Dès le deuxième fascicule, paru en janvier 1941, Chaillet précise: « Comme Français et comme chré­tiens, nous opposons au combat de Hitler notre combat ». Face aux men­songes et aux camouflages quoti­diens de la presse, de la radio, du cinéma, face au danger des silences imposés par une censure de l’occupant, se taire serait un reniement tandis que la liberté de la plume reste entière. II importe, pour pré­server les âmes des séductions perverses de la propagande

Nazie ou pronazie, de faire œuvre indispensable de documentation et de dénoncer la Weltanschauung anti­sémite et néo païenne. De plus, refu­sant l’enfermement à l’intérieur de l’hexagone, le Témoignage chrétien révèle, hors de nos frontières, les cri­minelles exactions. Deux exemples, un cahier de 60 pages consacré à l’Alsace-Lorraine et le cahier Défi qui dévoile le martyr de la Pologne. Pour le Témoignage chrétien, il s’agit d’un duel à mort entre la croix gammée et la croix du Christ mené avec « les armes de l’esprit ». Quatorze Cahiers (de 20, 30, 60 pages) et douze Courriers français du Témoignage chrétien sortiront régulièrement jus­qu’au Courrier no 13 qui sera distribué dans les rues de la capitale la veille de la Libération. Maurice Schumann écrit alors: « Mon Père, vous avez

Été notre dix-huit juin spirituel ». Pierre Chaillet est aussi un témoin au service de la charité. Lui qui disait: « Nous sommes revenus à la loi de la jungle », a tout fait pour répondre par une charité active à l’inhumanité de la guerre en venant en aide à toutes les victimes du racisme et de la répres­sion. II s’associe à une œuvre de soli­darité initiée par l’abbé Glasberg, à caractère nettement interconfes­sionnel (catholiques, protestants, et dans les coulisses, des amis israélites) qui prend le nom d’Amitié chrétien­ne, organisme semi-officiel jusqu’à l’occupation complète de la France par les troupes allemandes. Le but: protéger et sauver tous ceux et celles, étrangers et juifs, que tra­quaient les polices de Vichy et des Allemands. Le 27 janvier 1943 au matin, le jésuite est arrêté à la permanence par des agents de la Gestapo, qui le conduisent, avec deux collaborateurs, à l’hôte Terminus, dans une salle, le dos au mur. Le Père en profite pour avaler tous les papiers compromettants et réussit à se faire passer pour un pauvre curé de campagne. II est relâché par les policiers! L’asso­ciation, devenue clandes­tine, poursuivra son œuvre d’entraide et de secours jusqu’à la Libération. Quant au jésui­te, nommé par le Comité français de Libération d’Alger à la tête du Comité des œuvres sociales de la Résistance (COSOR) en février 1944, il gérera les œuvres du comité jus­qu’à sa mort.
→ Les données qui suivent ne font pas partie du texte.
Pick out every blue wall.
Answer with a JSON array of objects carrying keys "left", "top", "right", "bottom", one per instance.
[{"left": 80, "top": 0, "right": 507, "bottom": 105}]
À la Libération, il est, pour quelques semaines, secrétaire d’État auprès du ministre de la santé. À ce titre, le 1er octobre, il prononce dans le grand amphithéâtre de la Sorbonne, un hommage à la mé­moire des morts de la Résistance. Vite oublié, il revient sur le devant de la scène comme négociateur dans l’affaire Finally. Mais le silence se fait autour de lui. Jésuite, rebelle et fidèle, Pierre Chaillet demeure un témoin de la vérité et de la charité.